Howard: ¿Un malentendido trágico?

Stalin: No, un malentendido cómico o, quizás, tra­gicómico.

Nos causa vergüenza leer y transcribir estas líneas inadecuadas y obscenas. ¿A quién va dirigida esta... sabiduría? Ni las damas pacifistas la aceptarán.

"¿Qué peligro pueden hallar los estados vecinos en las ideas del pueblo soviético, si esos estados están firmes en el poder?", pregunta Stalin. Pues bien, per­mítasenos preguntar: ¿qué pasa con los que no están firmes en el poder? Porque esa es la realidad. Dado que su posición es precaria, la burguesía teme a las ideas soviéticas, no a las de Stalin, sino a las que condujeron a la creación del estado soviético. Para calmarla, Stalin agrega un corolario: "Lo de la exportación de la revolución es absurdo. Todo país que lo desee hará la revo­lución, y si no lo desea no habrá revolución. Ahora bien, nuestro país, por ejemplo, quiso hacer una revolución y la hizo..." Y así sucesivamente, siempre en el mismo tono complacido y pedante. Partiendo de la teoría del socialismo en un solo país, Stalin pasa total e irrevocablemente a la teoría de la revolución en un solo país. Si un "país" la desea, la hará; si no la desea... no la hará. Ahora bien, "nosotros", por ejemplo, la desea­mos... Pero antes de desearlo, "nosotros" importamos las ideas del marxismo desde otros países y utilizamos experiencias revolucionarias extranjeras. Durante va­rias décadas, "nosotros" tuvimos una organización en el exilio que dirigió la lucha revolucionaria rusa desde otros países. Para sistematizar y activar el intercambio de experiencias entre países y garantizar la ayuda revolucionaria recíproca, "nosotros" organizarnos la Internacional Comunista en el año 1919. "Nosotros" dijimos más de una vez que el proletariado de un país victorioso tenía el deber de ayudar a los pueblos in­surrectos: con consejos, con medios materiales, y, en lo posible, con la fuerza armada. Todas estas ideas (suscriptas, dicho sea de paso, por Marx, Engels, Le­nin, Luxemburgo, Liebknecht) están inscritas en los documentos programáticos más importantes del Partido Bolchevique y de la Comintern. ¡Stalin dice que todo se debe a un malentendido! ¿Un malentendido trági­co? No, un malentendido cómico. No por nada anunció recientemente que es una "alegría vivir en la Unión Soviética: hasta la Internacional Comunista, antes una entidad seria, se ha trasformado en un circo. ¿Cómo podría ser de otra manera, si la cuestión del carácter internacional de la revolución es lisa y llanamente "absurda"?
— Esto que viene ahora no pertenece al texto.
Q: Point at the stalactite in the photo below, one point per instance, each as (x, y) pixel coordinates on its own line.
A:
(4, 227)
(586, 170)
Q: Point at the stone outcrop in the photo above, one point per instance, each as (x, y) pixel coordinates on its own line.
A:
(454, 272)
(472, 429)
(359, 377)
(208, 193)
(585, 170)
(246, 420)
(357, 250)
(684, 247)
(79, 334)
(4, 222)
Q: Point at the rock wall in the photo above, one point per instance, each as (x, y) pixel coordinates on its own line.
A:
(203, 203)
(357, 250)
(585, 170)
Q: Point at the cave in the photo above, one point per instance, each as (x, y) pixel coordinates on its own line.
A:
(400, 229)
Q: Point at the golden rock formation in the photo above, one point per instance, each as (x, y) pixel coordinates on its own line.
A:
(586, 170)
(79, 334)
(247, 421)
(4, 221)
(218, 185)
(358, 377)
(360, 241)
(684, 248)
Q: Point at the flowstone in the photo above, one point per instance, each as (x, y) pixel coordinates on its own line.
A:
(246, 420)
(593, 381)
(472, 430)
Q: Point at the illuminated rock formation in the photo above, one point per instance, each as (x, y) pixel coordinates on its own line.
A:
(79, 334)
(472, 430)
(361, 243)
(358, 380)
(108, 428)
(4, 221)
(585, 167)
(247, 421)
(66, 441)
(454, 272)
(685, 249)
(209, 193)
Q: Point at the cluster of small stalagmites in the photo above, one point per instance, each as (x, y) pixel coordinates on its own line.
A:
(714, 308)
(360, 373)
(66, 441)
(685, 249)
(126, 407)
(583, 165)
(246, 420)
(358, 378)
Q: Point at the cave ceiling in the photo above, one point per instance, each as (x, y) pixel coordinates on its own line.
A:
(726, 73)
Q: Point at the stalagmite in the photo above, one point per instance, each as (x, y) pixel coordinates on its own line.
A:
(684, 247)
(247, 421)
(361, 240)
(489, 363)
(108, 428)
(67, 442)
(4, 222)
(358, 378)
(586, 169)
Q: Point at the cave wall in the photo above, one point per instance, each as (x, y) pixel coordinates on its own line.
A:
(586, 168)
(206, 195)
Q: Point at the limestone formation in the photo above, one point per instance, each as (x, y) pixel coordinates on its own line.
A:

Stalin hubiera convencido mucho más a su interlocutor si, en lugar de referirse al pasado con calumnias impotentes (jamás tuvimos esa clase de planes e inten­ciones), hubiera contrapuesto su política a esos "pla­nes e intenciones" antediluvianos, relegados al museo. Stalin hubiera pedido leerle a Howard la mismísima cita programática que transcribimos más arriba y luego haberle dicho, en síntesis: "A los ojos de Lenin la Liga de las Naciones era una organización para la represión sangrienta de los trabajadores. Nosotros vemos en ella... un instrumento de paz. Lenin dijo que las gue­rras revolucionarias eran inevitables. Para nosotros, exportar la revolución es... absurdo. Lenin tildó de traición la alianza del proletariado con la burguesía nacional. Nosotros tratamos con todas nuestras fuerzas de conducir al proletariado francés por esa senda. Lenin atacó con furia la consigna de desarme bajo el capitalismo por considerarla un engaño infame contra los trabajadores. Toda nuestra política se basa en dicha consigna. Todo el malentendido cómico -hubiera podido concluir Stalin- reside en que vosotros nos consideráis los continuadores del bolchevismo cuando, en realidad, somos sus sepultureros.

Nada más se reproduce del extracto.